Het gaat over het volgende. Werkgevers en werknemers in de schoonmaakbranche hebben afgelopen week een convenant afgesloten waarin onder meer afspraken zijn gemaakt over het opleiden van het doorgaans ongeschoolde personeel in deze sector. Misschien herinnert u zich nog de staking van schoonmakers die voor de NS werken vorig jaar, en dat daarbij in volle omvang in beeld kwam dat er in deze sector, als het gaat om fatsoenlijke arbeidsvoorwaarden, nog een wereld is te winnen.
Kennelijk is de actie niet voor niets geweest. Een van de punten in het convenant gaat over het werken op normale werktijden. Dus overdag, als bedrijven of instellingen volop draaien, en niet in de avonduren als het personeel thuis voor de buis zit.
En dan kom ik nu waar een conrector mij onlangs op wees toen hij mij rondleidde door zijn (grote) middelbare school. In de gangen en in lege klaslokalen waren schoonmakers (m/v) onder schooltijd druk in de weer om het gebouw spic en span te houden. Dat was een bewuste keuze.

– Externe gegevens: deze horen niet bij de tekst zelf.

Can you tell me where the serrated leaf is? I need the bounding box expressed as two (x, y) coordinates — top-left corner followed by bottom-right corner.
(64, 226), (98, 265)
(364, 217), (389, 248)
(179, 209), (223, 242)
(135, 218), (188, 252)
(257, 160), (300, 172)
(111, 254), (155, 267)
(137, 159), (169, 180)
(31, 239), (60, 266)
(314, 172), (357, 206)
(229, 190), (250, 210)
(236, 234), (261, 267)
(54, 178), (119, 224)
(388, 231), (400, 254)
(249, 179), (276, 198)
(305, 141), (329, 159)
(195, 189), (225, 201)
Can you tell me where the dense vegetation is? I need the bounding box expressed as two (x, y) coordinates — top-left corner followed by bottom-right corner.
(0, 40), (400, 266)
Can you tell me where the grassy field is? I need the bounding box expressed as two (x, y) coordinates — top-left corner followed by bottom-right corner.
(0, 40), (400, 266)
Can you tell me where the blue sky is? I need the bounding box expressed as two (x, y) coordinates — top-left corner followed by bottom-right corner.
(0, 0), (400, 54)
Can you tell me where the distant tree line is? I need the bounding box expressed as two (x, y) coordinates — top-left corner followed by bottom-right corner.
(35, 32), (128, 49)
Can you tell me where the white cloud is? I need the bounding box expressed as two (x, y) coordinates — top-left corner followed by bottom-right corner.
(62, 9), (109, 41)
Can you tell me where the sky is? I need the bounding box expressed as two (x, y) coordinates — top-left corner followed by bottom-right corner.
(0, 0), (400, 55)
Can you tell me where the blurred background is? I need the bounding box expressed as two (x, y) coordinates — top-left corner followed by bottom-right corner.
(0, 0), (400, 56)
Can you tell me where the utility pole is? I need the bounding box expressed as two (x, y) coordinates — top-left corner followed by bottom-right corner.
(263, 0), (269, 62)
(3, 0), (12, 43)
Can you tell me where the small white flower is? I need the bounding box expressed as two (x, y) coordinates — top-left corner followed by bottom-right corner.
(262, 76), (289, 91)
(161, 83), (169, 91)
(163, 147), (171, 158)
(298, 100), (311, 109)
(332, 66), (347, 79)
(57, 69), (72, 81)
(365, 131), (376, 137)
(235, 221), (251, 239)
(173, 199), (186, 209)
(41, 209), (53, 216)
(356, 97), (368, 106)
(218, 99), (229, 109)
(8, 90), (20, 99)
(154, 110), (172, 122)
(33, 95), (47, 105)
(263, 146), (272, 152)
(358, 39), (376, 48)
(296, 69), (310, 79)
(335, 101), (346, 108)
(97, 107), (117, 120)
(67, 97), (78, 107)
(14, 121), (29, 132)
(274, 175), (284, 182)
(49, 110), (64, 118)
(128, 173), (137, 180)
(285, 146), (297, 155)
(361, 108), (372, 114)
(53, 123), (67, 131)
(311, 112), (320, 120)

Voor de betrokken werknemers is het prettig dat ze op gewone werktijden hun job kunnen uitoefenen. Met de gaten in de lesroosters is het geen probleem om het werk zo in te delen dat onderwijs en poetsers elkaar niet in de weg zitten.
Maar er speelt ook een pedagogisch element mee. Leerlingen beseffen beter dat het geen kaboutertjes zijn die ’s nachts hun rommel komen opruimen, maar mensen van vlees en bloed. Dat ze dus beter moeten nadenken voor ze hun afval achteloos laten vallen.
En niet te onderschatten is dat deze leerlingen nu kunnen zien dat er ook mensen zijn die met hun handen de kost moeten verdienen omdat het niet van die studiebollen zijn zoals zij. Want veel schoonmakers zijn ongeschoold of hebben niet meer dan de praktijkschool doorlopen. Je zou het dus kunnen zien als een stukje invulling geven aan burgerschapskunde.
Zo simpel kan het soms zijn om jongeren te leren wat respect is.